やっと本題に戻ってwrite_chunk()の中身だが、これはdtm.ccに戻ってくる。

  • riscv-fesvr/fesvr/dtm.cc
void dtm_t::write_chunk(uint64_t taddr, size_t len, const void* src)
{
  uint32_t prog[ram_words];
  uint32_t data[data_words];

  const uint8_t * curr = (const uint8_t*) src;

  halt(current_hart);

  uint64_t s0 = save_reg(S0);
  uint64_t s1 = save_reg(S1);
...

まずはsave_reg(S0), save_reg(S1)を見てみよう。これはRocket Chip内のs0, s1レジスタを取得して一時的に保存してくための命令だ。実体は、

uint64_t dtm_t::save_reg(unsigned regno)
{
  uint32_t data[xlen/(8*4)];
  uint32_t command = AC_ACCESS_REGISTER_TRANSFER | AC_AR_SIZE(xlen) | AC_AR_REGNO(regno);
  RUN_AC_OR_DIE(command, 0, 0, data, xlen / (8*4));

  uint64_t result = data[0];
  if (xlen > 32) {
    result |= ((uint64_t)data[1]) << 32;
  }
  return result;
}

AC_ACCESS_REGISTER_TRANSFERriscv-fesvr/fesvr/debug_defines.h で定義されている。

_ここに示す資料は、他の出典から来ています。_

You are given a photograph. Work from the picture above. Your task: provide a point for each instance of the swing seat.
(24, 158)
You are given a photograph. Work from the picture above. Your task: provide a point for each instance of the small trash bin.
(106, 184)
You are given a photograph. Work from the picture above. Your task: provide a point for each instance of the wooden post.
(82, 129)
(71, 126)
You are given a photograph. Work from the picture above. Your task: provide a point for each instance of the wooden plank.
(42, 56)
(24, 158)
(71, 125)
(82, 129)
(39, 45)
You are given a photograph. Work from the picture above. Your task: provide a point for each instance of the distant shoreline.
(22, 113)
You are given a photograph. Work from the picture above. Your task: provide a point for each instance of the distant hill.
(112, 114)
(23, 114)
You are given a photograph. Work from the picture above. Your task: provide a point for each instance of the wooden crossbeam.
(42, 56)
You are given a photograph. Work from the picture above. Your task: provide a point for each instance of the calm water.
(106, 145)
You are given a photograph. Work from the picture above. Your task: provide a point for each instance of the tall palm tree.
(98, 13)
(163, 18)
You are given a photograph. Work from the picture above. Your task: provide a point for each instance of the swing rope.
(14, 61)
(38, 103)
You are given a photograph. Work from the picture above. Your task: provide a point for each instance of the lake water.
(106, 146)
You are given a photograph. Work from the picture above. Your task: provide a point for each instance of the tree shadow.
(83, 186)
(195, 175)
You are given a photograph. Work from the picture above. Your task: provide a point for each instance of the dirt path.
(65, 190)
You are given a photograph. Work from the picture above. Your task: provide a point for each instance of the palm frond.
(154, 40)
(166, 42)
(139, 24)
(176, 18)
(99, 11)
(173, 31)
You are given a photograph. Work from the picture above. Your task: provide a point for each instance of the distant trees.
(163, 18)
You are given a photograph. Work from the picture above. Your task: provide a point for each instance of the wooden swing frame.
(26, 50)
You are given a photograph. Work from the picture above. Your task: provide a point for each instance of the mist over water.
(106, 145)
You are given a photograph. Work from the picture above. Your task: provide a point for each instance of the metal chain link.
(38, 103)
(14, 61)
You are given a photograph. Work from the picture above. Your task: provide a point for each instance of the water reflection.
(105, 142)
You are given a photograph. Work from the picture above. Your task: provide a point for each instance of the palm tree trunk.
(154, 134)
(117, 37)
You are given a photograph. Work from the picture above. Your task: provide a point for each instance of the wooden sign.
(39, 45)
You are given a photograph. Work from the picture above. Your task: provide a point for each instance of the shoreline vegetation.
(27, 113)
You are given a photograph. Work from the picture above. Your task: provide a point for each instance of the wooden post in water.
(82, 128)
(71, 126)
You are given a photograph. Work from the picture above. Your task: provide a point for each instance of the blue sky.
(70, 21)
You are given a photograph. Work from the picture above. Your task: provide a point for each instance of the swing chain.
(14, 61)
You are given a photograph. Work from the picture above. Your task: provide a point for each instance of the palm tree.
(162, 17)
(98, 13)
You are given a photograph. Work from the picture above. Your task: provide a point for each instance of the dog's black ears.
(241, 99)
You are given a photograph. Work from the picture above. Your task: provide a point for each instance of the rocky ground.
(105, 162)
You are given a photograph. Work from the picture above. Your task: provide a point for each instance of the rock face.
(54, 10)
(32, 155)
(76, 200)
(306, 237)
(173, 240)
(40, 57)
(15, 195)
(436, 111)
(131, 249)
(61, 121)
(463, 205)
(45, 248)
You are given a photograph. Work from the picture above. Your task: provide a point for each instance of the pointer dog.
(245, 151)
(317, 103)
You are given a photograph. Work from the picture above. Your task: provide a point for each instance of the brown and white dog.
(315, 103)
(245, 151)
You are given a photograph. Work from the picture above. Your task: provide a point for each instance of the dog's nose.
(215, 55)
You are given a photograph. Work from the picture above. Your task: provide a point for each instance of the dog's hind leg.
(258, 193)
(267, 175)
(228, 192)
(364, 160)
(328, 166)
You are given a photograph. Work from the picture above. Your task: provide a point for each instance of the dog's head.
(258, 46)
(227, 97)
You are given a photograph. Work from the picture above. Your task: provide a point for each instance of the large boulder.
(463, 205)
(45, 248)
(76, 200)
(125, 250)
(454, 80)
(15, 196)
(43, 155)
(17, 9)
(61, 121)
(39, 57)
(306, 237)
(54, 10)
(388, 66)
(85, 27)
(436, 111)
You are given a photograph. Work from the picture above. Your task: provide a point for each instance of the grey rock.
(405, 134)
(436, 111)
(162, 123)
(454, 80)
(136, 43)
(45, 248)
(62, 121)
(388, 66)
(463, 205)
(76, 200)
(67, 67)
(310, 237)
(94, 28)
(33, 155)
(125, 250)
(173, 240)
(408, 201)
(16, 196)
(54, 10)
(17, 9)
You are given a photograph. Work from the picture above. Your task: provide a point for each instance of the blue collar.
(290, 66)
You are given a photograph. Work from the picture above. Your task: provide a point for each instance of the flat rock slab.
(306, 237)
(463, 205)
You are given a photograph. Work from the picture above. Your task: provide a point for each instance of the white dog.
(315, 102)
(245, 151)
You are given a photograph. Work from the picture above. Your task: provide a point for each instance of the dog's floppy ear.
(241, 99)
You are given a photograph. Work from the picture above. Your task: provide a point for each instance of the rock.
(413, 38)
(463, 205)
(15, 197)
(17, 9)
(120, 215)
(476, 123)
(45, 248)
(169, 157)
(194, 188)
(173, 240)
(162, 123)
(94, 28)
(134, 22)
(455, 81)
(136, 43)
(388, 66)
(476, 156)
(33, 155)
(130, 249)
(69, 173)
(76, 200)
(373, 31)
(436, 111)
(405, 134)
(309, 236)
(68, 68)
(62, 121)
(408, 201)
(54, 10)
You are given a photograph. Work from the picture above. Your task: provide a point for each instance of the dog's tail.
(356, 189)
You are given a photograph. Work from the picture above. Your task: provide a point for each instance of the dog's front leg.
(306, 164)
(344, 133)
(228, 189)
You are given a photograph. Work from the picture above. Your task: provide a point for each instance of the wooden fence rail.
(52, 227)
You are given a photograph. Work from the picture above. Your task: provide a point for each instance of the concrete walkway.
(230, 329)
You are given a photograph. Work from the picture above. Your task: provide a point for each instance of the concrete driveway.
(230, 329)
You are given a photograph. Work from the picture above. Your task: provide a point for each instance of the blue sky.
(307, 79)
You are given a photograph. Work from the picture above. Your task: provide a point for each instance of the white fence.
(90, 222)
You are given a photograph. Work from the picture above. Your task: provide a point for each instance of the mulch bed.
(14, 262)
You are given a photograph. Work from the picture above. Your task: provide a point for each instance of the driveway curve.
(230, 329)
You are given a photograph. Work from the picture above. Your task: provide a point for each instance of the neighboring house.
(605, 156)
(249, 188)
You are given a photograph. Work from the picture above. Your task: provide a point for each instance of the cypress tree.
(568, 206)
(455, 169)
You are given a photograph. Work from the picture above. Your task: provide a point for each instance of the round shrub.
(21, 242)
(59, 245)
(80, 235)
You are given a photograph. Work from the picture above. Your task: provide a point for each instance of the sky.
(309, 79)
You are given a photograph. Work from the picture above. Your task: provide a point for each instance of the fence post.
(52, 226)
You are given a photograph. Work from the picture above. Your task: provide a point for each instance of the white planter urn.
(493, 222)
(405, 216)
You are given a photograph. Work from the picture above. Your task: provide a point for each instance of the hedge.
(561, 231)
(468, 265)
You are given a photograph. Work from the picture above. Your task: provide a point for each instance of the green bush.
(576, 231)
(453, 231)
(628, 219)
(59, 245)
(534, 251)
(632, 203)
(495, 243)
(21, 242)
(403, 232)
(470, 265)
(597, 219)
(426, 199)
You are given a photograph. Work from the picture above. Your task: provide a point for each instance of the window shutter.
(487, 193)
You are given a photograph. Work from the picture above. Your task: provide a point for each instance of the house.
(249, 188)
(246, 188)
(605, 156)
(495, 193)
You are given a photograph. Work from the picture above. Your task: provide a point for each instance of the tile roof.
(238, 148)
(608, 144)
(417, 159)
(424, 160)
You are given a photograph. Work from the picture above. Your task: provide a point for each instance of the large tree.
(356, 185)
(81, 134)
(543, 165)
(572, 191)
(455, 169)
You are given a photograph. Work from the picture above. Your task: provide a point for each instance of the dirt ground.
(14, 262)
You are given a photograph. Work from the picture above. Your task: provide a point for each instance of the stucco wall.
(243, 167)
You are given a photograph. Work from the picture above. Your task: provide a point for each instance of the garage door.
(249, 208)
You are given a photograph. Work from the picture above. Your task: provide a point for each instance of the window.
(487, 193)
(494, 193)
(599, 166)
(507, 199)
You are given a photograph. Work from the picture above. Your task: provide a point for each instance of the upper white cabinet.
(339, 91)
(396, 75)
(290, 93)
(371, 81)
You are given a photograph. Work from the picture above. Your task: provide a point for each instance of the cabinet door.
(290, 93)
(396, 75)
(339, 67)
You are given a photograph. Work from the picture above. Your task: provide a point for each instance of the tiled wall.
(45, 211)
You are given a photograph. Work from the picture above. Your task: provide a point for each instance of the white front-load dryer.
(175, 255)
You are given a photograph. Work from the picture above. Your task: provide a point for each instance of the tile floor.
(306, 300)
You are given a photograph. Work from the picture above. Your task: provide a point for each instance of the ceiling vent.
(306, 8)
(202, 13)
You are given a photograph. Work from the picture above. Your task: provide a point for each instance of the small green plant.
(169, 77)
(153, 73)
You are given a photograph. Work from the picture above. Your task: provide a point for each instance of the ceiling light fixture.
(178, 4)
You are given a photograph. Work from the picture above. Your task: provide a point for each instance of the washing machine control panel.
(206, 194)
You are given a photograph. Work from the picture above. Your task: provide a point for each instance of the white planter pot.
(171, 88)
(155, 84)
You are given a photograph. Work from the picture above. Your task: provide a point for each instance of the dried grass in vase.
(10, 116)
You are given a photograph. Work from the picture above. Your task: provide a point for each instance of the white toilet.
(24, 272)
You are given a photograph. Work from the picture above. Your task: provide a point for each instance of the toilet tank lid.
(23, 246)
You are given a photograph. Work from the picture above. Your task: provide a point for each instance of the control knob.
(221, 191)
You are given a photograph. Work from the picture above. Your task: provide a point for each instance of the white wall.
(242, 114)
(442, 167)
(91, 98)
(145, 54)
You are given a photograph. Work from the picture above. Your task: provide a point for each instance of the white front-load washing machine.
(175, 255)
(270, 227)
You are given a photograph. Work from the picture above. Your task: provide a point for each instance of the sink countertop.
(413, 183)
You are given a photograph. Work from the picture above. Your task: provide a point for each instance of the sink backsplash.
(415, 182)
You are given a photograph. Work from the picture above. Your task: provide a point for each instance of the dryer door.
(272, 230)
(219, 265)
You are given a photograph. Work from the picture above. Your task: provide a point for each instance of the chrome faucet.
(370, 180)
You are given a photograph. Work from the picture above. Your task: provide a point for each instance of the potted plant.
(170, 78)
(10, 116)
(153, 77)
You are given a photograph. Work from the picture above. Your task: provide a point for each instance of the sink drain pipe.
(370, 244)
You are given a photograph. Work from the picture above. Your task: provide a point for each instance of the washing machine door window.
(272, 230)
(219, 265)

  • riscv-fesvr/fesvr/debug_defines.h
#define AC_ACCESS_REGISTER_TRANSFER_OFFSET  17
#define AC_ACCESS_REGISTER_TRANSFER_LENGTH  1
#define AC_ACCESS_REGISTER_TRANSFER         (0x1 << AC_ACCESS_REGISTER_TRANSFER_OFFSET)

ここでRISC-Vのデバッグレジスタの仕様を見てみる。RISC-Vにおいて、デバッグモジュール(DMI)へのコマンド転送は以下のプロトコルが定義されている。

f:id:msyksphinz:20171003022322p:plain

17bit目が、TRANSFERコマンド、つまりWriteコマンドを示す。さらにデータサイズ AC_AR_SIZE, AC_AR_REGNO により対象のレジスタの値を転送する。

さて、やっとデバッグモジュールを通じてデータの読み書きができるところまで来た。次は、データの書き込みについて調査していく。